Attempting to express a theological consensus among evangelical Protestants is no small task. In this book, two outstanding evangelical scholars from different "wings" of Protestantism — J.I. Packer (Anglican) and Thomas C. Oden (Methodist) — nonetheless give voice to what consensus can be achieved. There are sixteen chapters, mostly covering doctrinal themes ranging from biblical authority to eschatology, although there is one chapter on social responsibility. All of the chapters are composed of small sections of short affirmations, almost all of which reference some previously published document. These sources include the three major evangelical statements included in the appendices (the Lausanne Covenant of 1974, The Gospel of Jesus Christ: An Evangelical Celebration of 1999, and The Amsterdam Declaration of 2000), other international agreed statements (the Berlin Statement of 1966, the Manila Manifesto of 1989, and The Amsterdam Affirmations of 1983), assorted statements by evangelical organizations (e.g., the World Evangelical Alliance) and schools (e.g., Wheaton College), as well as numerous scriptural citations.

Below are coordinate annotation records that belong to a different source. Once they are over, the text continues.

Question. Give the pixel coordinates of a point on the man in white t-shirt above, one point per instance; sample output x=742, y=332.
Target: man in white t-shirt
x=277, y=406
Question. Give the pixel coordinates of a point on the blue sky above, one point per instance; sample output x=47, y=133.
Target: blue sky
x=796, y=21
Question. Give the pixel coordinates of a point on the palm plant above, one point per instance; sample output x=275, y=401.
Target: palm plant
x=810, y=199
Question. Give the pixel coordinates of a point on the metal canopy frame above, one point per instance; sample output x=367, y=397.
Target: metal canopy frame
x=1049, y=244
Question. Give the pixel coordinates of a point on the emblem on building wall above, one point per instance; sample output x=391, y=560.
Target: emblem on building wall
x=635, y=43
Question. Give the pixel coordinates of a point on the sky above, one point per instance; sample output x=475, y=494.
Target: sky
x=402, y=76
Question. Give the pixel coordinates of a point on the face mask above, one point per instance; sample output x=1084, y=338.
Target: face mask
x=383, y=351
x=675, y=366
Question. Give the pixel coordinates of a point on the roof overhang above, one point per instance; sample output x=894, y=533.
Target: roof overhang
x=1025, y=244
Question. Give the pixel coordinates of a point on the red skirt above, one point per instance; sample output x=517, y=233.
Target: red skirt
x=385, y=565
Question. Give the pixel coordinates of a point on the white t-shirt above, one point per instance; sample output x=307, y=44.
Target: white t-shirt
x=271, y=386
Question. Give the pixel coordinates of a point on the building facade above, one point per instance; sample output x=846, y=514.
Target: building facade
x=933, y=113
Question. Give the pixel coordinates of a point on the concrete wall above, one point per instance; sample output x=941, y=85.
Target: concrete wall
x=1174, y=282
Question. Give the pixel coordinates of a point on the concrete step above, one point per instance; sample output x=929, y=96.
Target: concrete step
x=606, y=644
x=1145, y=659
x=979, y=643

Because the book covers so much ground, the authors cannot be expected to go into much detail on any given topic. But it is disappointing to see little evidence of any thinking beyond traditional evangelical expressions of doctrine. This is especially frustrating given Oden's engagement with the Church Fathers during recent decades as seen in the Ancient Christian Commentary on Scripture series he edits, also published by InterVarsity. None of this is evidenced in, e.g., the un-nuanced and largely fundamentalist affirmations about biblical inerrancy, the Protestant Old Testament canon, the penal substitution view of the Atonement, condemnation of universalism, and affirmation of an eternal hell for all unbelievers.
While various creedal statements are quoted (such as one from London Bible College), and some others are referred to (such as the Apostles' Creed and the "Chalcedon Creed"), the great creed of historic Christianity composed by the councils of Nicea (325 CE) and Constantinople (381 CE) is conspicuously absent.
Sometimes one encounters contradictions. Under "Consequence of the Fall," for example, we read that although we inherit sinful nature from Adam and Eve, "not all are guilty of their original act of disobedience" (64). Yet on the next page we are told that Adam "incurred upon himself and all his posterity the guilt of sin, condemnation, and death." (65, emphasis added).
While the authors "decry the poverty of sacramental understanding among Evangelicals" (124), they appear complicit in this poverty with the little space (less than a page) they devote to baptism and eucharist. One might have expected more from an Anglican and a Methodist.
There are some good surprises in the book, however. The authors strongly criticize anti-Semitism and see concern for the poor and the environment as Christian responsibilities. Where the book surprises, however, one suspects there is a corresponding lack of consensus among evangelicals.
The book is worthwhile as a starting point for learning about traditional evangelical doctrine, but the reader looking for something new will be disappointed.